As with all things, some baseball players were talented, inspiring individuals while others were not-so-nice. As documented in Jonathan Week's BASEBALL'S MOST NOTORIOUS PERSONALITIES, baseball had its share of hotheads, bullies, cheats, liars, druggies, pyschos and assorted ne'er-do-wells. Weeks provides the straight skinny on the dark side of the (baseball) force in this eye-opening 2013 Scarecrow Press release.
Talk of baseball's 'bad apples' inevitably brings up Ty Cobb, Pete Rose, Marty Bergen, Heinie Zimmerman, Carl Mays and the 1919 White Sox team. Yet Weeks details the life and times and crimes of 60-odd players, managers, owners and even fans that left a black mark on America's favorite pastime such as Leo Koenecke, Roberto Alomar, Juan Marichal, Dizzy Dean, Jose Canseco, Jim Bouton, Kevin Mitchell, John Rocker, Bill Buckner, Leo Durocher, Eddie Stanky, Marge Schott and Billy Martin. Their misdeeds and/or mistakes are grouped in chapters entitled 'Liars, Cheats and Tattletales,' 'Toxic Teammates,' 'Scapegoats,' 'Meddlesome Managers,' 'Fanatical Fans,' etc.

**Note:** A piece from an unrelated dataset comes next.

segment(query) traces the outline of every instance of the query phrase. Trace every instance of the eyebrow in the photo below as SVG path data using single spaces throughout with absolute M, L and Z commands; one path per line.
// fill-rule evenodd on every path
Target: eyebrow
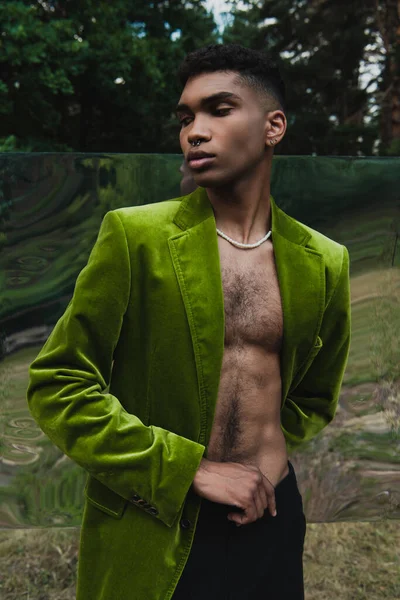
M 204 107 L 207 106 L 207 104 L 216 102 L 217 100 L 227 100 L 228 98 L 231 98 L 232 100 L 241 100 L 241 97 L 233 92 L 217 92 L 216 94 L 211 94 L 211 96 L 202 98 L 200 100 L 200 106 Z M 178 104 L 175 108 L 175 113 L 178 114 L 180 112 L 184 112 L 185 110 L 190 111 L 191 109 L 187 104 L 181 102 L 181 104 Z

What's so fascinating about those men is that, while many were top-notch players, they had personality flaws that ultimately led to disgrace and even death.
BASEBALL'S MOST NOTORIOUS PERSONALITIES makes for compelling reading. I very much enjoyed the book though I wish Weeks had included photographs of all the people covered. In any case, baseball fans should greatly enjoy this look at baseball's dark side. Highly recommended.